Moyer believes online trading has lost ground with investors because it couldn’t live up to the media hype. “People thought they could make a lot of money quickly and easily, but it wasn’t that easy,” he says. “The intrigue is gone.”
What’s the bottom line for online-brokerage-company bottom lines? “They make money by having people trade,” says Todd Eyler, a senior analyst at Forrester Research in Cambridge, Mass. Uh oh.
To try to hold on to investors, online brokers are coming up with new services. “All of these financial-services firms are converging in some way,” says Laurie Cochran, director of consulting for Spectrem Group, a consulting firm.
“If they are in banking, they are adding investments; if they are in investments, they are adding banking,” she says. “If they don’t have the capability, they are partnering with someone or developing it in-house. I think they’ve found it very difficult to make it just in online trading.”
E*Trade, for example, now runs an online bank, a network of more than 10,000 ATMs, and has recently acquired an online mortgage company. They have also opened their first store, where people can ask questions, visit the Web site and apply for accounts. Ameritrade last year teamed up with Netbank for online banking, MBNA America for credit-card services and OnMoney.com, a one-stop site, for managing finances.

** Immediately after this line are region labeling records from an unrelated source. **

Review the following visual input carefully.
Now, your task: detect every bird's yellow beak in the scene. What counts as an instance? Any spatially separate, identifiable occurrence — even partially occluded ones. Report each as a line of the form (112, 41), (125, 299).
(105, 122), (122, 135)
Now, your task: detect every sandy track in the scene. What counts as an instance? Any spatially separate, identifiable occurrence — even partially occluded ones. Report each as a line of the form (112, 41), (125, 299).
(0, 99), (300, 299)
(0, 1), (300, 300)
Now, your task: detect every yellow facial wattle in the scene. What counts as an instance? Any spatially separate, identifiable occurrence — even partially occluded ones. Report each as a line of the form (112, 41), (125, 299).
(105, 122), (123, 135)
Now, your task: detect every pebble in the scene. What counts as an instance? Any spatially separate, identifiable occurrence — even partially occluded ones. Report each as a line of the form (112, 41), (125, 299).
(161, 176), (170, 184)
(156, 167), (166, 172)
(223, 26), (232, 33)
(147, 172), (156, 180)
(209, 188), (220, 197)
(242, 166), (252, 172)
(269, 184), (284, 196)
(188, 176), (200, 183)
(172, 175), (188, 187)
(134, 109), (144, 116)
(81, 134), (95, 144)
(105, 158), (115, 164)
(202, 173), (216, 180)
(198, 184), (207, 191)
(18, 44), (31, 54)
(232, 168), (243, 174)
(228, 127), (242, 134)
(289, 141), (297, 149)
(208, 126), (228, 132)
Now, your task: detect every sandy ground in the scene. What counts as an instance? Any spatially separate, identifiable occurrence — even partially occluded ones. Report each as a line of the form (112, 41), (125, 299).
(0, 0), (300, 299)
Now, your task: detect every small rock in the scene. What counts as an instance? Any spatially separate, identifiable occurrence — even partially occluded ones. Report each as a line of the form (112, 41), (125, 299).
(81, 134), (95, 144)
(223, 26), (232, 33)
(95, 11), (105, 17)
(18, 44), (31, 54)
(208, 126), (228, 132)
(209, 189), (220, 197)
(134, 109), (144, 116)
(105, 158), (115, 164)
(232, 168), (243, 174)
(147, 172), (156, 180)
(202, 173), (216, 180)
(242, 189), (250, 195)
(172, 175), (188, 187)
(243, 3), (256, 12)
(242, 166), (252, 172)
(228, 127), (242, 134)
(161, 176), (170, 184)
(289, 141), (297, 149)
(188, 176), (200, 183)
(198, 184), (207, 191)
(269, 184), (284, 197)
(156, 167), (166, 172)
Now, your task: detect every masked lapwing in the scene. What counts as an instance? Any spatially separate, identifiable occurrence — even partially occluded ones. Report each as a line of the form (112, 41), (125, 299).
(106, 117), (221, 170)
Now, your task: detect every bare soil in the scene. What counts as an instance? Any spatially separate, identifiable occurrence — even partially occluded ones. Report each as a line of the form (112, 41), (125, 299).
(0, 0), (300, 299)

It looks like Spiro Ganas will be picking up some of these new offerings. Now that he’s no longer trading, Ganas plans to open an online bank account and get a credit card that tracks purchases online-and he’ll be going back to school for a Ph.D. “I won’t invest in stocks again,” he says, “until I have finished my degree and put aside at least one year’s pay in government bonds and CDs.” As he puts it, gambling’s no fun if you always lose.